Elections were held in the Bicol Region for seats in the House of Representatives of the Philippines on May 13, 2013.

The candidate with the most votes won that district's seat for the 16th Congress of the Philippines.

Summary

Albay

1st District
Incumbent Edcel Lagman (independent) is term limited; his son former Quezon City councilor Edcel Lagman, Jr. is running under  Liberal Party.

2nd District
Al Francis Bichara is the incumbent.

3rd District
Fernando Gonzalez is the incumbent.

Camarines Norte

1st District
Incumbent Renato Unico, Jr. is running for governor. Catherine Reyes is his party's nominee.

2nd District
Elmer Panotes is the incumbent.

Camarines Sur

1st District
Rolando Andaya is the incumbent.

2nd District
Dato Arroyo is the incumbent and he will face outgoing Governor Luis Raymond Villafuerte.

3rd District
Incumbent Luis Villafuerte is term limited; he will run for the governorship. His wife, Monetary Board member Nelly is his party's nominee. Late Secretary of the Interior and Local Government Jesse Robredo's widow Leni is her primary opponent.

4th District
Incumbent Arnulfo Fuentebella is term limited; his son former congressman Felix William is his party's nominee. His opponent is actor Aga Muhlach, of the Liberal Party.

In November 2012, Muhlach's candidacy was in jeopardy when a Camarines Sur Municipal Trial Court (MTC) ordered his name to be stricken off the voters' list as it ruled that he had not complied with residency requirements. Muhlach appealed the decision. A month later, the Camarines Sur Regional Trial Court (RTC) in San Jose upheld the MTC decision, allowing the removal of Muhlach from the voters' list. However, the Philippine Court of Appeals issued a restraining order in January 2013 preventing the RTC from executing its decision, thereby allowing Muhlach to run.

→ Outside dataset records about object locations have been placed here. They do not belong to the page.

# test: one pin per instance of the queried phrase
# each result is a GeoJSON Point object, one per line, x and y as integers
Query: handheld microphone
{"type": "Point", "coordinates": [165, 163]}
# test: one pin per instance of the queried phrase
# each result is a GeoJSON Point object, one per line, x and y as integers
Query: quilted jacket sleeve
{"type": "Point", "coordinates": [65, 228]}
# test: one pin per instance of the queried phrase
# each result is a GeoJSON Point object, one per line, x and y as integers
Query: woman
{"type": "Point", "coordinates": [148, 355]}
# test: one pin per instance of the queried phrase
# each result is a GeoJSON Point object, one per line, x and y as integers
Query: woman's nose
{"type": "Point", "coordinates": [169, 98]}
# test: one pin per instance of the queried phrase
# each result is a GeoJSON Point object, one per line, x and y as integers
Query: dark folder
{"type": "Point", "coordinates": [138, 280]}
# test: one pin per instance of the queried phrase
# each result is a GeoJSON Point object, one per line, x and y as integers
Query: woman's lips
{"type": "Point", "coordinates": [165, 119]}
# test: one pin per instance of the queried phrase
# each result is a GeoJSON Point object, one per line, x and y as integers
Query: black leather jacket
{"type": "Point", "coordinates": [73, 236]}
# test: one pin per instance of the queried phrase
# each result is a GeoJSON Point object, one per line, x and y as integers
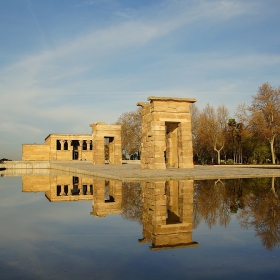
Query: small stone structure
{"type": "Point", "coordinates": [60, 147]}
{"type": "Point", "coordinates": [112, 133]}
{"type": "Point", "coordinates": [166, 133]}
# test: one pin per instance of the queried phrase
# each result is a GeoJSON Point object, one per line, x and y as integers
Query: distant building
{"type": "Point", "coordinates": [60, 147]}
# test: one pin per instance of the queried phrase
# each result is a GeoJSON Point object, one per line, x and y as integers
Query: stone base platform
{"type": "Point", "coordinates": [132, 172]}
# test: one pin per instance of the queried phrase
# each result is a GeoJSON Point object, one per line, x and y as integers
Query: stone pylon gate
{"type": "Point", "coordinates": [166, 133]}
{"type": "Point", "coordinates": [112, 133]}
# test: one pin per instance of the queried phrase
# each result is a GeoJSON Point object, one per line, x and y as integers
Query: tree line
{"type": "Point", "coordinates": [250, 137]}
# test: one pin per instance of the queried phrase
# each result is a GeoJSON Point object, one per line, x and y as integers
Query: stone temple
{"type": "Point", "coordinates": [166, 139]}
{"type": "Point", "coordinates": [166, 133]}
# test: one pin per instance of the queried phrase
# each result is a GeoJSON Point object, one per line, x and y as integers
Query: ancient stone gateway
{"type": "Point", "coordinates": [111, 134]}
{"type": "Point", "coordinates": [166, 133]}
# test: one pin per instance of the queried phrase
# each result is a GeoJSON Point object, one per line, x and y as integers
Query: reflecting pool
{"type": "Point", "coordinates": [69, 227]}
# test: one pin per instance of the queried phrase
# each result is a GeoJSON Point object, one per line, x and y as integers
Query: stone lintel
{"type": "Point", "coordinates": [143, 104]}
{"type": "Point", "coordinates": [157, 98]}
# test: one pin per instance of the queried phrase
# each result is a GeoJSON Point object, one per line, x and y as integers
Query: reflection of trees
{"type": "Point", "coordinates": [262, 211]}
{"type": "Point", "coordinates": [212, 202]}
{"type": "Point", "coordinates": [132, 202]}
{"type": "Point", "coordinates": [255, 200]}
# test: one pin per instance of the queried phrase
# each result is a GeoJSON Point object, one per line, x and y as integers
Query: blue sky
{"type": "Point", "coordinates": [65, 64]}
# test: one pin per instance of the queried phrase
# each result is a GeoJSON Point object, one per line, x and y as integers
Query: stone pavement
{"type": "Point", "coordinates": [133, 172]}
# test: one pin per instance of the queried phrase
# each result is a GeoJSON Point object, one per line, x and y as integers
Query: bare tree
{"type": "Point", "coordinates": [263, 116]}
{"type": "Point", "coordinates": [211, 129]}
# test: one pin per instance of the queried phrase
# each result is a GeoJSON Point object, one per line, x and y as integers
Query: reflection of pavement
{"type": "Point", "coordinates": [133, 172]}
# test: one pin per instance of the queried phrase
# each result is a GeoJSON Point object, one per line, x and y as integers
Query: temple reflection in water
{"type": "Point", "coordinates": [167, 206]}
{"type": "Point", "coordinates": [170, 210]}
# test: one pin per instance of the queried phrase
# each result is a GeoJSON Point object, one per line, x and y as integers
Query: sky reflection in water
{"type": "Point", "coordinates": [65, 240]}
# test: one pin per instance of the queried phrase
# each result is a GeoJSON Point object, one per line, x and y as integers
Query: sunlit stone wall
{"type": "Point", "coordinates": [166, 133]}
{"type": "Point", "coordinates": [100, 131]}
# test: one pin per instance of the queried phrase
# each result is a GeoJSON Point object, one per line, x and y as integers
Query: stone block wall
{"type": "Point", "coordinates": [35, 152]}
{"type": "Point", "coordinates": [100, 131]}
{"type": "Point", "coordinates": [166, 133]}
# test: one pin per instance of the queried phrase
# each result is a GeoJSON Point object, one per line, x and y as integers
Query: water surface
{"type": "Point", "coordinates": [151, 230]}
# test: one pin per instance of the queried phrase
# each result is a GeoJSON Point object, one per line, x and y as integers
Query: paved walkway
{"type": "Point", "coordinates": [133, 172]}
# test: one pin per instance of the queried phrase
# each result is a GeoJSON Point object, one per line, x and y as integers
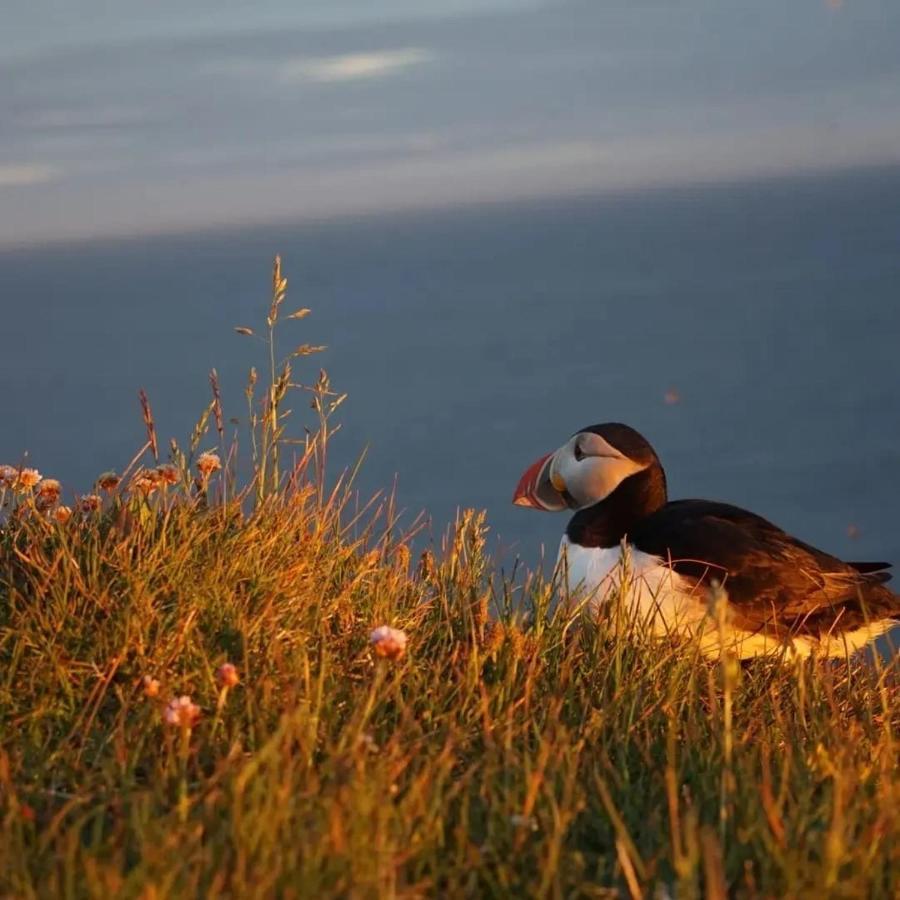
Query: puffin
{"type": "Point", "coordinates": [697, 568]}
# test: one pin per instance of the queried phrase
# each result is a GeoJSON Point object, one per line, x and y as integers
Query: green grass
{"type": "Point", "coordinates": [508, 753]}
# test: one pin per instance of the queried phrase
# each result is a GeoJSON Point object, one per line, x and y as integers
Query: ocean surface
{"type": "Point", "coordinates": [751, 332]}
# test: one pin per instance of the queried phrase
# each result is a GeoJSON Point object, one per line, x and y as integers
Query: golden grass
{"type": "Point", "coordinates": [506, 752]}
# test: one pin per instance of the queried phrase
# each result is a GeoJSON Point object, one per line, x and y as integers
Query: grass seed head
{"type": "Point", "coordinates": [181, 712]}
{"type": "Point", "coordinates": [167, 473]}
{"type": "Point", "coordinates": [108, 481]}
{"type": "Point", "coordinates": [227, 675]}
{"type": "Point", "coordinates": [207, 463]}
{"type": "Point", "coordinates": [91, 503]}
{"type": "Point", "coordinates": [389, 643]}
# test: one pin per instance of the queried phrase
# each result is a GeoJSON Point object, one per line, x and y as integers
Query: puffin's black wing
{"type": "Point", "coordinates": [773, 580]}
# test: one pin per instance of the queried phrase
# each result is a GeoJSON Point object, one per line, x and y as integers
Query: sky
{"type": "Point", "coordinates": [128, 117]}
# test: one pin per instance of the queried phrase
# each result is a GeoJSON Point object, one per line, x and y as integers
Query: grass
{"type": "Point", "coordinates": [507, 752]}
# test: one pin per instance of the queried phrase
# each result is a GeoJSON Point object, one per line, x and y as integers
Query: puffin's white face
{"type": "Point", "coordinates": [585, 470]}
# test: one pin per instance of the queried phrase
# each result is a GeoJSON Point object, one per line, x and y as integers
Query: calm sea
{"type": "Point", "coordinates": [472, 341]}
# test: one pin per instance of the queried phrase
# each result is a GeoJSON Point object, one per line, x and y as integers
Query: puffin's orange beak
{"type": "Point", "coordinates": [535, 489]}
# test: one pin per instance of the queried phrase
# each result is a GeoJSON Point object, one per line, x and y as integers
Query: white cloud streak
{"type": "Point", "coordinates": [26, 174]}
{"type": "Point", "coordinates": [353, 66]}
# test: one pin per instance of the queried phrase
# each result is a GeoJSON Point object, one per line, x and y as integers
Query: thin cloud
{"type": "Point", "coordinates": [25, 174]}
{"type": "Point", "coordinates": [353, 66]}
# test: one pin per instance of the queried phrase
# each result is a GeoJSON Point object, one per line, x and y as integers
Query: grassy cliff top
{"type": "Point", "coordinates": [193, 703]}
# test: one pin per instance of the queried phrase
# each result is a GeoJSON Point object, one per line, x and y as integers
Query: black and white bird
{"type": "Point", "coordinates": [782, 594]}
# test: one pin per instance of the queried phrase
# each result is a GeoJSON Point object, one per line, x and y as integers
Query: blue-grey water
{"type": "Point", "coordinates": [472, 341]}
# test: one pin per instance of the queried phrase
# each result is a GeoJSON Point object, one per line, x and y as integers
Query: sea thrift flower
{"type": "Point", "coordinates": [49, 490]}
{"type": "Point", "coordinates": [227, 675]}
{"type": "Point", "coordinates": [142, 484]}
{"type": "Point", "coordinates": [62, 514]}
{"type": "Point", "coordinates": [181, 712]}
{"type": "Point", "coordinates": [388, 642]}
{"type": "Point", "coordinates": [207, 463]}
{"type": "Point", "coordinates": [108, 481]}
{"type": "Point", "coordinates": [167, 474]}
{"type": "Point", "coordinates": [90, 503]}
{"type": "Point", "coordinates": [27, 478]}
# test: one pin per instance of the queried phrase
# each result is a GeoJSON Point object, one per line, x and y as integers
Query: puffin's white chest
{"type": "Point", "coordinates": [652, 593]}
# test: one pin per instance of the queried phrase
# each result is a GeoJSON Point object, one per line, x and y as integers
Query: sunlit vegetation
{"type": "Point", "coordinates": [211, 687]}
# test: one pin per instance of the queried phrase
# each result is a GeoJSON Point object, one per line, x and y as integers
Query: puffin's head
{"type": "Point", "coordinates": [588, 468]}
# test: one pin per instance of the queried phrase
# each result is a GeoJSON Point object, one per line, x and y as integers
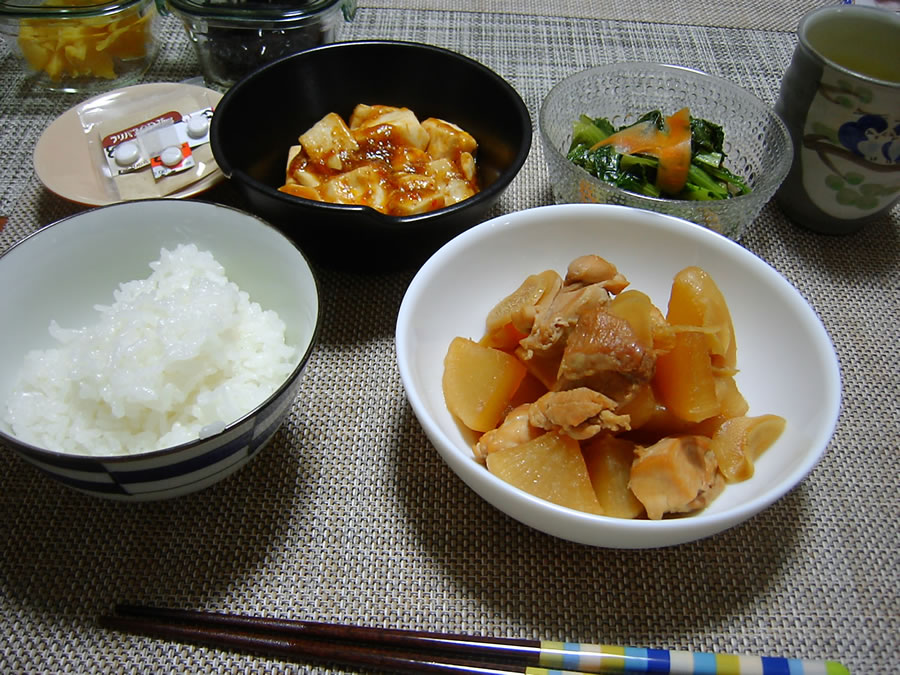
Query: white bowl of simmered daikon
{"type": "Point", "coordinates": [616, 377]}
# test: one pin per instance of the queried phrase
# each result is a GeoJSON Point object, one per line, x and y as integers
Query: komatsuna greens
{"type": "Point", "coordinates": [679, 156]}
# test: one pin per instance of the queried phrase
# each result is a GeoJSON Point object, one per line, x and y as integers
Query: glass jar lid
{"type": "Point", "coordinates": [255, 11]}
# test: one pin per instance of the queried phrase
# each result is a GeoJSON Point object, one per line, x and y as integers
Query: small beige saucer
{"type": "Point", "coordinates": [62, 159]}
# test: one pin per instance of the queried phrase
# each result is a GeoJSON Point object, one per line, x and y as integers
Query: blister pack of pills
{"type": "Point", "coordinates": [151, 147]}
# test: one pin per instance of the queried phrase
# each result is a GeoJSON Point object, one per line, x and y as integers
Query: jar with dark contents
{"type": "Point", "coordinates": [234, 37]}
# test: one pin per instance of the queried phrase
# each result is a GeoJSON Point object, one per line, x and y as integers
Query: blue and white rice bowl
{"type": "Point", "coordinates": [61, 271]}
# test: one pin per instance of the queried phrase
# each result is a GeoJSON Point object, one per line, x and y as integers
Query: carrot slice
{"type": "Point", "coordinates": [675, 156]}
{"type": "Point", "coordinates": [642, 137]}
{"type": "Point", "coordinates": [671, 145]}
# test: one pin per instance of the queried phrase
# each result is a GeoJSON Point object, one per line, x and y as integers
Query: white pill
{"type": "Point", "coordinates": [171, 156]}
{"type": "Point", "coordinates": [197, 126]}
{"type": "Point", "coordinates": [126, 153]}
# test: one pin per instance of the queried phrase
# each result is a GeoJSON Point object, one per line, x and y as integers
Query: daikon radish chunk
{"type": "Point", "coordinates": [740, 441]}
{"type": "Point", "coordinates": [696, 300]}
{"type": "Point", "coordinates": [608, 461]}
{"type": "Point", "coordinates": [550, 467]}
{"type": "Point", "coordinates": [684, 379]}
{"type": "Point", "coordinates": [479, 383]}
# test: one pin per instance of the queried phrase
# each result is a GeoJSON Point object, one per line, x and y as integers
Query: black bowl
{"type": "Point", "coordinates": [262, 115]}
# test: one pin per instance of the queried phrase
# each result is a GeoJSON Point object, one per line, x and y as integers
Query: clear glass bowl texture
{"type": "Point", "coordinates": [231, 39]}
{"type": "Point", "coordinates": [71, 46]}
{"type": "Point", "coordinates": [757, 142]}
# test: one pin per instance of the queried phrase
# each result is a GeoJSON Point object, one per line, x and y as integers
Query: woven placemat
{"type": "Point", "coordinates": [779, 15]}
{"type": "Point", "coordinates": [350, 515]}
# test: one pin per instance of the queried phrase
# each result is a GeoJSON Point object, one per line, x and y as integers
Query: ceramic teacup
{"type": "Point", "coordinates": [840, 98]}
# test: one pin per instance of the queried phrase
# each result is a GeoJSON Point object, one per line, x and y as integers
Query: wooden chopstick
{"type": "Point", "coordinates": [396, 650]}
{"type": "Point", "coordinates": [300, 639]}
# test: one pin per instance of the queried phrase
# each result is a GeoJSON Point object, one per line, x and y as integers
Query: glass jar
{"type": "Point", "coordinates": [81, 45]}
{"type": "Point", "coordinates": [234, 37]}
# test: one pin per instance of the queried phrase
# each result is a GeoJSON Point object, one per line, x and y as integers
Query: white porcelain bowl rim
{"type": "Point", "coordinates": [560, 521]}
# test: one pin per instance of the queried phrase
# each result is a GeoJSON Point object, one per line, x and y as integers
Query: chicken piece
{"type": "Point", "coordinates": [365, 185]}
{"type": "Point", "coordinates": [554, 321]}
{"type": "Point", "coordinates": [592, 269]}
{"type": "Point", "coordinates": [604, 353]}
{"type": "Point", "coordinates": [446, 140]}
{"type": "Point", "coordinates": [329, 141]}
{"type": "Point", "coordinates": [404, 126]}
{"type": "Point", "coordinates": [578, 413]}
{"type": "Point", "coordinates": [675, 475]}
{"type": "Point", "coordinates": [514, 430]}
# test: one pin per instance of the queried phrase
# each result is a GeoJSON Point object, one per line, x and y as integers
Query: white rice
{"type": "Point", "coordinates": [175, 357]}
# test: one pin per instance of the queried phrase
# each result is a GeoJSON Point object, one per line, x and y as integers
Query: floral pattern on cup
{"type": "Point", "coordinates": [851, 147]}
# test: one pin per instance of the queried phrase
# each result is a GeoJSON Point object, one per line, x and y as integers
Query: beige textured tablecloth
{"type": "Point", "coordinates": [350, 514]}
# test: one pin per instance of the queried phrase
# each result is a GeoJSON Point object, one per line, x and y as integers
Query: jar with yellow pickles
{"type": "Point", "coordinates": [81, 45]}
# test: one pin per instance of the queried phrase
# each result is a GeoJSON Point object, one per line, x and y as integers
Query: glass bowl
{"type": "Point", "coordinates": [757, 143]}
{"type": "Point", "coordinates": [81, 45]}
{"type": "Point", "coordinates": [233, 37]}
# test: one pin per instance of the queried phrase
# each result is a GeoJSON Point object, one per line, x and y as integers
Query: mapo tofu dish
{"type": "Point", "coordinates": [584, 393]}
{"type": "Point", "coordinates": [385, 158]}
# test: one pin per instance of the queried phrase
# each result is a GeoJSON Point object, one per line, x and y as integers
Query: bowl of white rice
{"type": "Point", "coordinates": [151, 348]}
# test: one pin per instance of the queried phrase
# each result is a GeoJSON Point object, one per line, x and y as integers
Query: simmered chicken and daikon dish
{"type": "Point", "coordinates": [584, 393]}
{"type": "Point", "coordinates": [383, 157]}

A week later, the Commission on Elections ruled that Muhlach is a natural-born Filipino citizen and is thus eligible to run. The commission maintained that Muhlach, who had Spanish-born father who was a naturalized Filipino at the time of his birth and a natural-born Filipino mother, didn't renounce his Philippine citizenship when the Spanish government issued him a Spanish passport, and that while Muhlach may be a dual citizen, local laws have no control on laws from other countries, including their citizenship laws. The Court of Appeals ruled on February 13 that the Muhlachs be reinstated in the voters' list, annulling the decision of the MTC and RTC, saying that the couple "have more than sufficiently complied with the residency requirement in law." Less than a month later, the Commission on Elections' Second Division dismissed a petition to dismiss Muhlach's certificate of candidacy due to his lack of residency, removing all obstacles for his candidacy.

5th District
Salvio Fortuno is the incumbent. He will be going against former congressman Felix Alfelor, Jr. and actor Rez Cortez

Catanduanes
Cesar Sarmiento is the incumbent.

Masbate

1st District
Incumbent Narciso Bravo, Jr. is term limited; his wife Maria Vida is his party's nominee.

2nd District
Incumbent Antonio Kho is running for the governorship; his wife former governor Elisa Olga Kho is his party's nominee.

3rd District
Scott Davies Lanete is the incumbent.

Sorsogon

1st District
Incumbent Salvador Escudero III died while in office. His widow Evelina is his party's nominee.

2nd District
Deogracias Ramos, Jr. is the incumbent. Independent candidate Jose Solis, congressman until 2010 when he was term limited, died on April 23, 2013. It is unknown if he, as an independent, will have a replacement candidate.